O júri popular dos três réus que ainda podem ir a julgamento está marcado para terça-feira (24), às 8 horas (horário local), no auditório da Justiça Federal de Cuiabá. De um lado, estarão Ronaldo Antônio Osmar, delegado de Juína na época do crime e acusado de intermediar a morte, e os pistoleiros José Vicente da Silva e Martinez Abadio da Silva. De outro, o Ministério Público Federal, que os denunciou por homicídio duplamente qualificado, crime cuja pena varia de 12 a 30 anos de prisão.
Por causa da demora no processo, alguns acusados se livraram de ser julgados. Dois fazendeiros denunciados como mandantes pelo Ministério Público, Pedro Chiquetti e Camilo Carlos Obici, morreram. O quarto mandante acusado, o fazendeiro Antonio Mascarenhas Junqueira, não pode mais ir ao tribunal porque tem mais de 70 anos e a ação contra ele já prescreveu.
O julgamento atrai a atenção de entidades indigenistas e de defesa dos direitos humanos, que prometem exigir justiça.
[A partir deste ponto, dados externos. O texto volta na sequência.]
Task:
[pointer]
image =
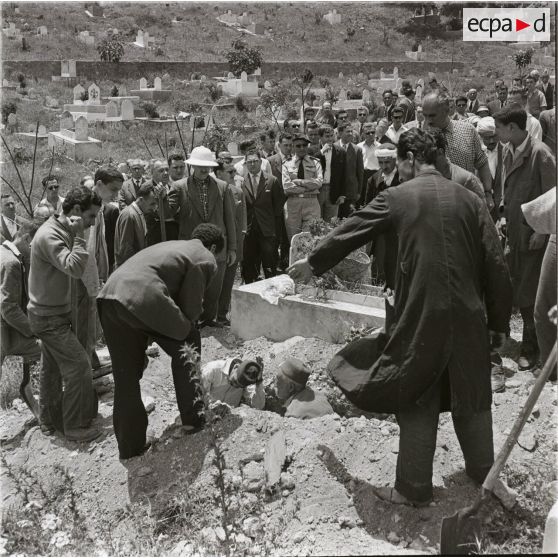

Advogado do Conselho Indigenista Missionário (Cimi) e assistente da acusação, Paulo Machado Guimarães estima que o júri deva terminar na quarta(25) ou na quinta-feira.
A defesa alega falta de evidências e de testemunhas oculares, mas Guimarães diz estar otimista. “A sociedade espera que o júri perceba a dimensão das acusações”, ressalta. Por causa do isolamento do local do crime, o corpo do missionário só foi encontrado 40 dias depois da morte, com o abdômen perfurado e em avançado estado de decomposição.
A partir daí, uma sucessão de demoras contribuiu para adiar o julgamento. Somente o inquérito policial tramitou por seis anos. Além disso, segundo o Cimi, o medo de represálias fez a população de Juína calar-se. O envolvimento dos acusados só foi revelado por índios das terras vizinhas às dos Enawenê-Nawê, onde ocorreu o assassinato. “A falta de autoria identificada retardou bastante as investigações”, explica Guimarães.
Como o missionário ajudava na demarcação da reserva dos Enawenê-Nawê, próximo à divisa com Rondônia, o processo passou para a competência da Justiça Federal. “A disputa sobre o fórum que julgaria o caso foi longa, mas já estava sacramentada porque o missionário estava oficialmente a serviço da Funai [Fundação Nacional do Índio]”, esclarece Guimarães.
Quando foi assassinado, Vicente Cañas voltava de uma reunião na Funai em Brasília, certo de que a demarcação de uma reserva para os Enawenê-Nawê sairia logo. A morte só foi descoberta porque a ausência de contatos por rádio chamou a atenção dos companheiros de missão. O jesuíta conviveu com os índios por mais de dez anos, tendo participado do primeiro contato da etnia com homens não-índios, em 1974.
Apesar da espera de quase 20 anos e do fato de acusados terem escapado da condenação, o advogado do Cimi salienta a importância do júri. “O julgamento tem grande significado não só para a questão indígena, mas para a cidadania”, avalia Guimarães. “Essa é uma oportunidade fundamental para não deixar a impunidade prevalecer no Mato Grosso”.